The kid was happy, though, at least there was that. He guessed she might not have the best life, now or later. Might as well give a suffering person a good memory or two while you can, he figured. Maybe that made him less of a shitty person. Maybe it didn’t. He didn’t fucking know and he didn’t want to fucking think about it, he just wanted to sleep.
He walked towards him and Ian’s room and saw him standing there in the doorway.
“That was adorable,” said Ian.
“Move it.” Mickey nudged him out of the way to get a pillow off of their bed.
“Seriously, that was precious,” said Ian, moving to lean up against the wall next to his desk.
“Yeah, whatever,” said Mickey, walking towards the door. “Just don’t get all let’s-have-adopted-babies on me.”

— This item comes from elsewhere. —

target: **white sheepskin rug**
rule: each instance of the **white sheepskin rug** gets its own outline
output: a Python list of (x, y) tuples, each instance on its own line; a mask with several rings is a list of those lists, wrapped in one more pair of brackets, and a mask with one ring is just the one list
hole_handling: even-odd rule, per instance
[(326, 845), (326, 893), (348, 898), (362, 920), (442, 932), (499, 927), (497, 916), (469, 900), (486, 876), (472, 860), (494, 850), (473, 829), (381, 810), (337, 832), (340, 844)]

“Where are you going?” asked Ian.
“Sleepin’ on the couch.”
Ian laughed. “You don’t have to sleep on the couch. Get in bed, asshole.”
“Not with the kid around.” Ian gave him a look, and Mickey shrugged. “Maybe she can sense faggots.”
Ian raised an eyebrow at him and Mickey rolled his eyes.
“Gays. Gay people, whatever,” he corrected.
“You’re lucky I love you,” said Ian. “If I didn’t, I would’ve punched you in the mouth by now.”
“Would you shut up with the love?” asked Mickey, looking over his shoulder as he backed out of the bedroom. He turned around and walked towards the couch, but then two hands were on his shoulders, turning him around. In a split second, Ian’s lips were on his.
Ian pulled away with an exaggerated “MWAH!” and Mickey whacked at him with the pillow in his hand.
“Go,” he said, hitting him in the side with the pillow. “Go the fuck to bed, Jesus H. Christ.”
Ian grinned ear to ear and walked into their room, closing the door behind him.